One of my great joys during my time as executive director of the anti-racism organization Community Change Inc. has been to be a part of the annual reading in the Boston Common of the Frederick Douglass speech “What To the Slave is the Fourth of July.” (Note, the article I link to above totally got the title of the speech wrong in the headline AND in the article; maybe it will be corrected by the time you read this but boy does “What Is the Slave to the Fourth of July” change the meaning…). In any case, I would highly recommend reading the speech, which you can find here and many other places, too.
But if you don’t, at least take this part of the speech to heart:
“I am not included within the pale of this glorious anniversary! Your high independence only reveals the immeasurable distance between us. The blessings in which you, this day, rejoice, are not enjoyed in common—The rich inheritance of justice, liberty, prosperity and independence, bequeathed by your fathers, is shared by you, not by me. The sunlight that brought life and healing to you, has brought stripes and death to me. This Fourth [of] July is yours, not mine. You may rejoice, I must mourn.”
Douglass wrote and delivered that speech 76 years after the United States declared its independence. Now the nation is more than 240 years old and still we’ve got the same kinds of problems that Douglass talked about. We still aren’t equal. Black people still don’t enjoy full independence.
I don’t ask you to ignore July 4th because a lot of you have the day off and I feel you should be able to enjoy your BBQ food and fireworks just like many of us Black people do. I don’t expect you to shred your shirts and roll around in ashes like some Old Testament penitent.
But it would be nice if you would take a moment (or a few hundred of them) to remember that the United States has never fully made good on the promise of liberty and justice for all, and Black and Indigenous people just happen to be the most aggrieved folks. We ain’t alone.
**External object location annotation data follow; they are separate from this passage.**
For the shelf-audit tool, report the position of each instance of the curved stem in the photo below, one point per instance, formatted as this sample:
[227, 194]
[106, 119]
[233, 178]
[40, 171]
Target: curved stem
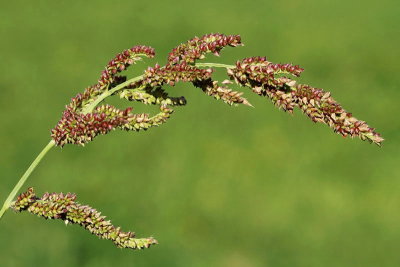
[24, 177]
[89, 108]
[216, 65]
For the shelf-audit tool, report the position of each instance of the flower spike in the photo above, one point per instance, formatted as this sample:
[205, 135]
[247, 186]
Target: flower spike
[64, 207]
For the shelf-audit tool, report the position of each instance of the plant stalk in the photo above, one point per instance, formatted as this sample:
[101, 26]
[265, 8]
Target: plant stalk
[24, 177]
[89, 108]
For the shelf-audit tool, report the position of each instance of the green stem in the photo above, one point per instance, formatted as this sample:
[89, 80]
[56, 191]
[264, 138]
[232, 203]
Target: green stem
[89, 108]
[24, 177]
[216, 65]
I might suggest that it’s time to give Juneteenth a place as a national holiday, though. It would probably mean a lot more than Martin Luther King Jr.’s birthday to Black people who still don’t feel very free. Though to be fair we deserve both at this point, among a lot of other things. And I think starting next year, I might just resolve to stay inside on July 4th and celebrate Juneteenth instead—at least until it starts getting more love and attention like it deserves. Then maybe I’ll feel better about celebrating both.
So, as you enjoy your festivities, let us Black people and others enjoy our BBQs without police or other nasty interruptions. And if you see any BBQ Becky types headed toward us, kindly take their cell phones out of their hands and shoo them away.